Objective From 2004 to 2008, the prevention system in Ontario, Canada ran the High Risk Firm Initiative, an injury-experience based targeted consultation or inspection programme. Our objective was to establish whether prevention system targeting of firms was effective in improving injury outcomes.

Methods Randomised controlled parallel groups. Population included all manufacturing firms registered with the Ontario Workplace Safety & Insurance Board in 2005. Firms ranked between the 2nd and 10th percentile on a composite measure of occupational health and safety performance were randomised to three study arms in 2006: targeted for Health & Safety Association (HSA) consultation, targeted for Ministry of Labour (MOL) inspection, or services as usual. Data included firm characteristics (sector, size, years in business, region, branches), work injury claims 2002–2008 and measures of consulting and inspecting activity. Negative binomial generalised estimating equations modelled claim and disability day rates by study arm and year, controlling for firm characteristics.

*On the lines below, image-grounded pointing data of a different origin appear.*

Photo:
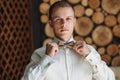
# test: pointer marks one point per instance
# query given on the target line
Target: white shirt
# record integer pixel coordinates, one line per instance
(67, 65)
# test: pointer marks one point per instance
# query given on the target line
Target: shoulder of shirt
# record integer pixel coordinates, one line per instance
(38, 53)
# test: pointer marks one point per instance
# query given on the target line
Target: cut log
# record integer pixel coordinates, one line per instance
(116, 30)
(112, 50)
(101, 50)
(98, 17)
(94, 3)
(116, 61)
(106, 58)
(44, 7)
(102, 35)
(78, 38)
(49, 31)
(110, 20)
(118, 18)
(116, 71)
(44, 18)
(79, 10)
(74, 1)
(84, 26)
(48, 40)
(84, 2)
(88, 40)
(89, 12)
(111, 6)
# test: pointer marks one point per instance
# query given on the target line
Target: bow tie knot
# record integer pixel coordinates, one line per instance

Results Among 2153 firms, firm characteristics and 2002–2005 rates of work injury claims and disability days were similar across arms. Firm outcomes were significantly different from year to year, but study arm by year interactions were insignificant indicating similar trends for all three study arms. 83% of HSA targeted firms were contacted and 63% engaged while 75% of MOL targeted firms were inspected with orders written in 56%.

Conclusions Consultation and enforcement programmes as implemented were not sufficient to reduce work injury outcomes over 21 month follow-up. Lack of benefit could be due to non-specific firm selection methods, limited firm participation in interventions, low intervention intensity or insensitivity of available outcomes.